The Young Pretender changed all of this. Contrary to popular myth, the Jacobite uprising wasn’t a case of Highlanders led by Bonnie Prince Charlie fighting an English army. It was a much more complex and far more harrowing scenario than that.
The forces of the Crown, led ultimately by the King’s brother, the Duke of Cumberland, were made up from the regular army, supplemented by a number of clans loyal to the King (mostly but not exclusively Presbyterian, including my local clan, the Campbells of Argyll), who did not want to see the Catholic Stuarts on the throne. Though efforts were initially made to keep Highland regiments out of the fighting, by the time of Culloden there were four Scottish regiments involved. Ranged against them, the Jacobite army comprised a mixture of Highland clans (largely Catholic and Episcopalian), lowland recruits, plus French, Irish and even some English volunteers and mercenaries. Kin faced kin across the battlefield, just as Calumn finds himself doing.

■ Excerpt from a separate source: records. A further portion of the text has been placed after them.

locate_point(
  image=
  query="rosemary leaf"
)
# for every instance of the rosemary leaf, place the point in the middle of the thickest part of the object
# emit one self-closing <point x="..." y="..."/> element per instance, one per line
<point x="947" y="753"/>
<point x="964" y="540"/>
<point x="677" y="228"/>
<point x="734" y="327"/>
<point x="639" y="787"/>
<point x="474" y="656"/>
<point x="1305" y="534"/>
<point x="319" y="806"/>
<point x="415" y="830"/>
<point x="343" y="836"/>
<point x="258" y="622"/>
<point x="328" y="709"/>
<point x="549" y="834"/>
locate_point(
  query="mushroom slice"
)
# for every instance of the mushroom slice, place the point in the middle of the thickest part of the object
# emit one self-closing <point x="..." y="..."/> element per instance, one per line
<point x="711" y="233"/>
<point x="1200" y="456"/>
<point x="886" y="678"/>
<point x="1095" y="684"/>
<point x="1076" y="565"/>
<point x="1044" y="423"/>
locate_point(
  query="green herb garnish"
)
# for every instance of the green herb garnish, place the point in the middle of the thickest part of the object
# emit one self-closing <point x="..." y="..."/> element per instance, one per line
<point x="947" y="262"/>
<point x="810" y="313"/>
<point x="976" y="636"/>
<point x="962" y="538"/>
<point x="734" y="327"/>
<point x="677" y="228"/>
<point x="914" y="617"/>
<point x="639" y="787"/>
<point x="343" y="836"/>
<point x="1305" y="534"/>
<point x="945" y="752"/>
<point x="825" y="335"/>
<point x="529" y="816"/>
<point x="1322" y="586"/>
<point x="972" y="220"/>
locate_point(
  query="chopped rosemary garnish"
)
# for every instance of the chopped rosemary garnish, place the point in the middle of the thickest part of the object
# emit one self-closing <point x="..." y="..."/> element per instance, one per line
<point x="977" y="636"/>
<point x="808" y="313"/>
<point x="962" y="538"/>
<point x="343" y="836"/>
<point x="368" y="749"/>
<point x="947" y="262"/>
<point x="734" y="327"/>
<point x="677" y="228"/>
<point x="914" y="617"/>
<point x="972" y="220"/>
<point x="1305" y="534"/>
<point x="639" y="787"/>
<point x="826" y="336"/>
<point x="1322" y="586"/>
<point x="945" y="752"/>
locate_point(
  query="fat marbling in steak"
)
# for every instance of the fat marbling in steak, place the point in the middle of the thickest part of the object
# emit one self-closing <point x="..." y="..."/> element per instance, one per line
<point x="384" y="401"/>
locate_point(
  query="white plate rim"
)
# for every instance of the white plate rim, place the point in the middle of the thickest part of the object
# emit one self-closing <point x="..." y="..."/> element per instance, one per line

Following the defeat of the Jacobites, the feudal power of the clans was systematically removed and the landscape of the Highlands changed for ever, regardless of whether the laird had supported the Government, as Calumn’s father did, or Bonnie Prince Charlie.
Charles Edward Stuart fled to France from where, having become an embarrassment to the French court, he was packed off to Switzerland. He eventually died in Italy, reputedly of drink. He never returned to Scotland.
The retribution which followed Culloden—the disarming of the clans and the ban on Highland dress, the confiscation of lands, the burning of crofts and the decimation of the population (commonly known as the Clearances)—which is depicted in my story—is entirely factual. ‘Butcher’ Cumberland’s nickname, and reputation, was well earned.